Lost in translation
Posted on 24 Oct 2005 at 16:05
Paul Ockenden looks at multilingual requirements for global websites, while Mark Newton continues his server move to Canary Wharf
He would, wouldn't he?
Staying on the subject of language, it's fascinating how online linguistic development is starting to mirror what you find in the offline world. First, there's the plethora of new words being coined - broadband, blog, bot - while other established words are gaining new meanings, like blink, bounce, bump. Second, and even more interestingly, various parts of the Internet are starting to develop their own regional dialects. Stumble into many forums for the first time and it's a bit like trying to listen to the conversation of teenagers. You'll see people using words that you don't know (or in ways you don't recognise), and the older and more established the forum the more likely this is to happen.
One of the oldest online communities in the UK is Cix. As you may have read in the Online column about a year ago, Cix has now been going for nearly 20 years, and you'll find most of PC Pro's Real World contributors, plus a few editors, on there. This community has built up an established dialect of its own, and in particular a number of unique phrases and acronyms. Urban myths, for example, are called 'dead grannies' on Cix - a name coined by our very own Steve Cassidy about 15 years ago. Indeed, there are so many Cix-specific acronyms that the official offline reader software (Ameol) has a special add-on to decode them.
One particular acronym that's pretty well exclusive to Cix is MRDA. No, it isn't a new hospital superbug, nor is it a new rave drug. Rather, it has its roots in the Profumo Affair, that politics-and-sex scandal from the early 1960s. We'll spare you the sordid details, but the important event was when a witness called Mandy Rice Davies hit the headlines by responding to a court statement that a peer had denied paying her for sex thus: 'Well, he would, wouldn't he?' (Many people seem to misremember it as 'Well, he would say that, wouldn't he?'). Anyway, that Cix acronym MRDA stands for 'Mandy Rice Davies Applies'. If someone from Microsoft posts a message praising a Microsoft product, someone else might reply 'MRDA', meaning he would say that, wouldn't he? Likewise, if one of us were to write something praising a company that also happened to be one of our clients, we might affix an MRDA to the message to make it obvious to readers that we're well aware of the potential conflict of interest. The sharper ones among you might now have spotted where we're going with this... yup, we'll be writing about one of our own clients soon. But more on that next month.

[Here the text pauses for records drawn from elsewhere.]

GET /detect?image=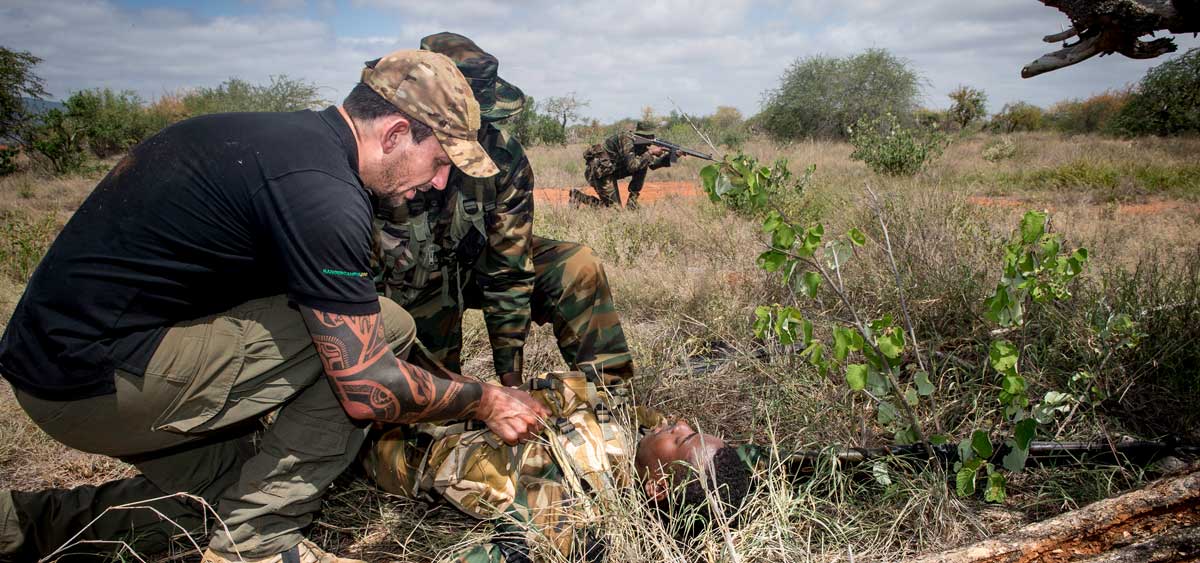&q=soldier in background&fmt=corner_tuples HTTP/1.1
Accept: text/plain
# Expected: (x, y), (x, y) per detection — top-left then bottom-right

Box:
(364, 372), (757, 563)
(376, 32), (634, 385)
(570, 121), (683, 209)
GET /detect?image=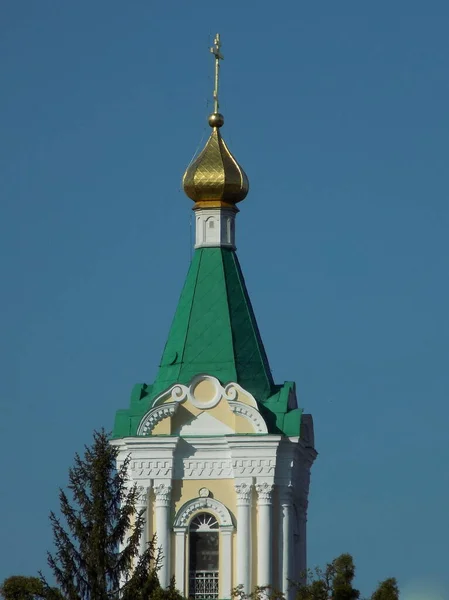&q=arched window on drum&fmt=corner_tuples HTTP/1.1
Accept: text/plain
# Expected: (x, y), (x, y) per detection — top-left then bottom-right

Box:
(189, 513), (219, 600)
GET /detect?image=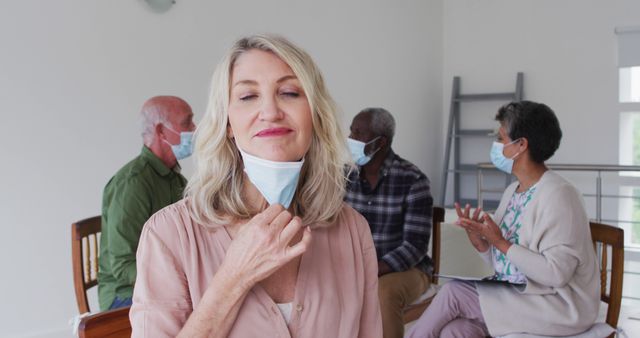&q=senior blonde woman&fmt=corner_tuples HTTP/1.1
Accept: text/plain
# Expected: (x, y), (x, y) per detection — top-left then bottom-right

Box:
(130, 36), (382, 338)
(409, 101), (600, 338)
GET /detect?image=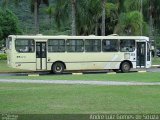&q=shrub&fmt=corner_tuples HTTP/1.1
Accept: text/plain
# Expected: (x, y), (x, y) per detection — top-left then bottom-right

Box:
(0, 54), (7, 60)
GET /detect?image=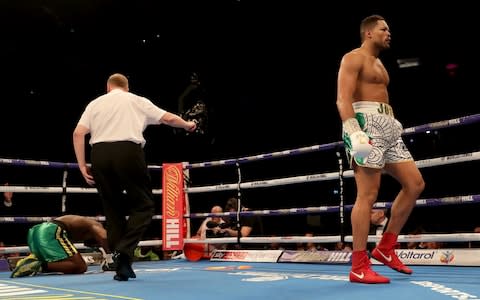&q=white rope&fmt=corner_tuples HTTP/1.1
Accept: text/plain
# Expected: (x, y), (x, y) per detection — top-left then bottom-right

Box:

Little boxes made of ticky-tacky
We're in a slightly hysterical mood this month, so if we see one more generic 1U server loaded up with a selection of freeware or GPLed software and packaged as a 'network appliance' we're also going to scream our heads off. These things are sold for prices that put them out of the reach of most. One of Paul's client firms was recently evaluating a network scanner appliance that was going to cost £22,000.
On pulling it apart, he found it consisted of a Windows PC running an (elderly) Win32 port of snort (see www.snort.org) behind a clumsy front end written in ASP. The worst thing about this box was that its copy of Windows 2000 Server was nowhere near patched up to date, so just plugging this so-called security appliance into the network could have been a disaster. There seem to be lots of such 'appliances' springing up at the moment, and all we can say is tread very carefully and make sure you know what you're buying. Read PC Pro Enterprise for starters. If you still expect something to be good just because it cost a lot of money, pop over to Amazon and search for a book with the ISBN 0721415563.